Following the Euromaidan protests in 2013, the government was concerned by armed militants who continued to squat in buildings near Maidan Nezalezhnosti, the central square of Kyiv, the capital city of Ukraine. The Revolution of Dignity followed, in which the president, Viktor Yanukovych, fled and the government was toppled. The opulent Honka clubhouse at Yanukovych's Mezhyhirya Residence was occupied by activists wanting to preserve it for the people of Ukraine. It is owned by Tantalit, a company connected to Yanukovych which has had its assets frozen, and as of 2020 was still squatted. During the war in Donbas, people displaced by conflict from places such as Pisky squatted in neighbouring villages such as Pervomaysk.

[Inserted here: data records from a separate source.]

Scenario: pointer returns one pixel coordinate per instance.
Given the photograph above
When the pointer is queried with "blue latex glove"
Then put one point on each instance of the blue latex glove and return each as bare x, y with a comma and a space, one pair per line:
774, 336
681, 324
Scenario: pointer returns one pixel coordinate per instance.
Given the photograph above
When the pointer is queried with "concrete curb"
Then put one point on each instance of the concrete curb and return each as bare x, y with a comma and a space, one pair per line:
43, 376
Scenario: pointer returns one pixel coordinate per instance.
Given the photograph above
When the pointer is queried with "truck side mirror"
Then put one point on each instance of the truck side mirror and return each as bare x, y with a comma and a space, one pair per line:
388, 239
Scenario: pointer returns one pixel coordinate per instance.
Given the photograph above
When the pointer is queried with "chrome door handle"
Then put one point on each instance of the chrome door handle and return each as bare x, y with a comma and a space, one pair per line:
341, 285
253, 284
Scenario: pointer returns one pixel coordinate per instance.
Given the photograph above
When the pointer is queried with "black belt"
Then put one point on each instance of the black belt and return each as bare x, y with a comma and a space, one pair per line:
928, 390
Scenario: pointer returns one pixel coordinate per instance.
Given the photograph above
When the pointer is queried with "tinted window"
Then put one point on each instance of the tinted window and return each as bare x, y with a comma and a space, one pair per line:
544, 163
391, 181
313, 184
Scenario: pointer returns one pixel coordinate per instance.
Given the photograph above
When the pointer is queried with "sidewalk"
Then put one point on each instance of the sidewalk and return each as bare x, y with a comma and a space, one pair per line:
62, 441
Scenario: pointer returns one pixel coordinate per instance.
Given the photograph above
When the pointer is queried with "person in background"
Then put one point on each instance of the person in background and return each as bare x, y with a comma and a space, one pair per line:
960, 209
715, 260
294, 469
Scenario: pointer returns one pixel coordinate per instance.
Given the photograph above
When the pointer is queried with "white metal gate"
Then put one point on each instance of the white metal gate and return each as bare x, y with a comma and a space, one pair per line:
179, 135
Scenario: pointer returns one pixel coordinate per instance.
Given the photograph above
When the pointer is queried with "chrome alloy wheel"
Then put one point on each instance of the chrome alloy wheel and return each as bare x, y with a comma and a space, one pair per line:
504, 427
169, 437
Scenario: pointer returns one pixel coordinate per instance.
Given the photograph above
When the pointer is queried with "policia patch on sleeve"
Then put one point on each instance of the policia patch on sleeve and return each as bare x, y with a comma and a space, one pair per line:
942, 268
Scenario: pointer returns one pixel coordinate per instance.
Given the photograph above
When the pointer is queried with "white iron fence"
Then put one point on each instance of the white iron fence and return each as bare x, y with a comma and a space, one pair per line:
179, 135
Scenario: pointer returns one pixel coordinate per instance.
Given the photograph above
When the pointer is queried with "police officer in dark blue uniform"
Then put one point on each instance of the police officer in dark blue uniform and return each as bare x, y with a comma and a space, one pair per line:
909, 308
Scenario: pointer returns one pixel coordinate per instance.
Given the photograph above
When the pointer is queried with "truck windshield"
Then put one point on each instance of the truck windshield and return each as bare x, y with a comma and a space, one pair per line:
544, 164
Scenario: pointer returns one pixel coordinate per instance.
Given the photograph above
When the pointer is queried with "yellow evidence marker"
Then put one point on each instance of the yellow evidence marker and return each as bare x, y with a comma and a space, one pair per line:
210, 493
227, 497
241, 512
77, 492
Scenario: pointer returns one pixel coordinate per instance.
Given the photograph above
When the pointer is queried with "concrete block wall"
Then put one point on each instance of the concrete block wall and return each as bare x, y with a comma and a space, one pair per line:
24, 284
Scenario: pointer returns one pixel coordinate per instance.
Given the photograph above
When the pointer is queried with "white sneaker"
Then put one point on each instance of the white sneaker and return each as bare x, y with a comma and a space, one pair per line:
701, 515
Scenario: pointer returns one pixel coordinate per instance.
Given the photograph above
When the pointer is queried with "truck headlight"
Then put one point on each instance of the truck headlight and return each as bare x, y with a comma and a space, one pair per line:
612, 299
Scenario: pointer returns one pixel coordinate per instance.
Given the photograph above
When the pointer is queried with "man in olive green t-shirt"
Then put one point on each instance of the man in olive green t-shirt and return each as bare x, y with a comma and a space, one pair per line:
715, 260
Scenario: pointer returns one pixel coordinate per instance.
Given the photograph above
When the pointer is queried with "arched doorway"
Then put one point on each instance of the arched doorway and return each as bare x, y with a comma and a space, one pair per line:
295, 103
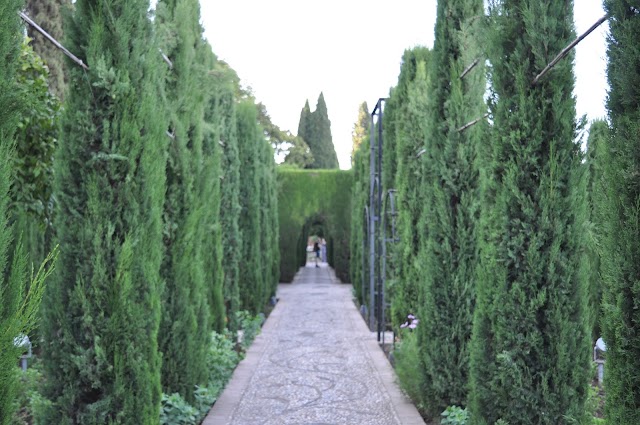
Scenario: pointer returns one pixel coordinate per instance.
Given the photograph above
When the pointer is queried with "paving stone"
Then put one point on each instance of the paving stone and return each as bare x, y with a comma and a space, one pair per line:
315, 362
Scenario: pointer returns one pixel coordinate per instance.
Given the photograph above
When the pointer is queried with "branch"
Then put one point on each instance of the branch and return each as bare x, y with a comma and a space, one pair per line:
53, 40
472, 123
469, 68
567, 49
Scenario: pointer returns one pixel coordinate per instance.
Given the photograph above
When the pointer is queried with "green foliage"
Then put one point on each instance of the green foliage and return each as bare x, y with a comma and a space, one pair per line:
315, 129
598, 134
530, 345
404, 140
253, 293
358, 260
102, 310
191, 202
319, 195
408, 368
454, 415
618, 207
49, 15
452, 208
221, 127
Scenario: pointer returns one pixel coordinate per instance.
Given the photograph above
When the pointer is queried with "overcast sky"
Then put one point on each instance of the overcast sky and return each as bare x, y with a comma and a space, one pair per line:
289, 51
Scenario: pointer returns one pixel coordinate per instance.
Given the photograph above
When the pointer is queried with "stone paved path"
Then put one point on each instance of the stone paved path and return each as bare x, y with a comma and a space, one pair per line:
315, 362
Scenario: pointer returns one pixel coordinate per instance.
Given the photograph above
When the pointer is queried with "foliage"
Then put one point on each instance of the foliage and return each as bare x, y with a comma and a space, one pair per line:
407, 366
358, 260
36, 140
530, 345
191, 190
598, 134
315, 129
454, 415
294, 150
451, 212
49, 15
220, 116
314, 195
618, 205
102, 310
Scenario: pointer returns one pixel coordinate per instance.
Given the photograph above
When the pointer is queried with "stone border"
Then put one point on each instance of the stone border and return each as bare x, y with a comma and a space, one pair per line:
226, 405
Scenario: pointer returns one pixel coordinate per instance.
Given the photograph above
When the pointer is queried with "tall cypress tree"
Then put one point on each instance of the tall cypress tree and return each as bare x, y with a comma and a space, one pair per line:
451, 208
12, 279
221, 116
599, 132
315, 128
251, 281
49, 15
530, 347
185, 326
619, 207
103, 308
404, 120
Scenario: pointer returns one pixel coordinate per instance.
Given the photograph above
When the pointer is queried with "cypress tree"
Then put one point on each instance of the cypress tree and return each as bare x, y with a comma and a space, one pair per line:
405, 117
184, 328
451, 209
49, 15
315, 129
361, 130
619, 207
251, 281
12, 279
212, 192
598, 134
221, 114
530, 347
304, 125
102, 309
359, 200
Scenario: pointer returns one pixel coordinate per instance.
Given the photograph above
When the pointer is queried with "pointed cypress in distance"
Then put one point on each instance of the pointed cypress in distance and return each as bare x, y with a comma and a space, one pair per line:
184, 329
451, 209
315, 129
49, 14
102, 309
618, 204
530, 346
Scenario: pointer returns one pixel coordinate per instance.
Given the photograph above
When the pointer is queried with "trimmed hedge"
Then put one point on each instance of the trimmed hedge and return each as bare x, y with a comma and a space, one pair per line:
322, 195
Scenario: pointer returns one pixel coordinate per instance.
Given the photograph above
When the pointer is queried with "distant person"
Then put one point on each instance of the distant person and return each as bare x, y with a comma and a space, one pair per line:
316, 249
323, 250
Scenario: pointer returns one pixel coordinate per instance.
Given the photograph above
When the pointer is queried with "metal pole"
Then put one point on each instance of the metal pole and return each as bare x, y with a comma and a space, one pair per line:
372, 214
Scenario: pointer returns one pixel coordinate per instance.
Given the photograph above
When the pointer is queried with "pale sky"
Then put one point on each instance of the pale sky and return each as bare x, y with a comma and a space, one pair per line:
289, 51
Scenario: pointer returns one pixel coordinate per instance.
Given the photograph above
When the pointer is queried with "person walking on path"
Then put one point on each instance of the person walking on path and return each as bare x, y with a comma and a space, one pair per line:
316, 249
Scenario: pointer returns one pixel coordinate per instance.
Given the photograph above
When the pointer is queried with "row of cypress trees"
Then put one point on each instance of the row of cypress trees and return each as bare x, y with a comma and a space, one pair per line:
495, 257
161, 172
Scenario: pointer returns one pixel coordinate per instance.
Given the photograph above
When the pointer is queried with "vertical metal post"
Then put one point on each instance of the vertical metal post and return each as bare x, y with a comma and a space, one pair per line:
380, 237
372, 219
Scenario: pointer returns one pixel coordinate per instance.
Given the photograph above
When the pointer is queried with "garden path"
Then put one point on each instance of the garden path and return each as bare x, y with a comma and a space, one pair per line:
315, 362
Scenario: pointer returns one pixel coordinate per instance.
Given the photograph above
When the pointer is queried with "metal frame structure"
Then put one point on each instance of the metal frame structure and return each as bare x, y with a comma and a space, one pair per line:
376, 305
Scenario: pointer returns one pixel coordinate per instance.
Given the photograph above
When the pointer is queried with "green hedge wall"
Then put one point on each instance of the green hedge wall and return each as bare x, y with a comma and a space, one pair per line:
324, 195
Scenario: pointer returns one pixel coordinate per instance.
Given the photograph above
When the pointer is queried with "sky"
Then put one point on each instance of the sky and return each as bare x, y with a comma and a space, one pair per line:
288, 51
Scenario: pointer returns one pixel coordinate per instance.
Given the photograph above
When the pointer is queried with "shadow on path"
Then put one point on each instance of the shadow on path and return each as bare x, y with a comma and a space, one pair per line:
315, 362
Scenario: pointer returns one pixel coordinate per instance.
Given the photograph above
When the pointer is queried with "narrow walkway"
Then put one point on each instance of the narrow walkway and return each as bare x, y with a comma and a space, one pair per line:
315, 362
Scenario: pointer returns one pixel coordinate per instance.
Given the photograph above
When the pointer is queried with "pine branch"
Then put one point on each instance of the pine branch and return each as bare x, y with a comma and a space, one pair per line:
567, 49
53, 40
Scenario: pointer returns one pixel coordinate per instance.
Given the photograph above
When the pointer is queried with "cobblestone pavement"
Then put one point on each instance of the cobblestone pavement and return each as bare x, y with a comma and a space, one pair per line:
315, 362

During the Euromaidan, a squat was used as the headquarters of the Azov Battalion. Autonomia was an anarchist self-managed social centre established in Kharkiv in 2014. It provided aid to refugees from the Donbas and the Crimea and organised cultural events such as poetry readings, concerts and exhibitions. It was supported by artists such as Hito Steyerl, Serhiy Zhadan and Petr Pavlensky, but the people were evicted and the building was demolished in 2018. Economic instability caused by war led to dozens of squats in Kyiv. One well-known project is the Squat 17b cultural space.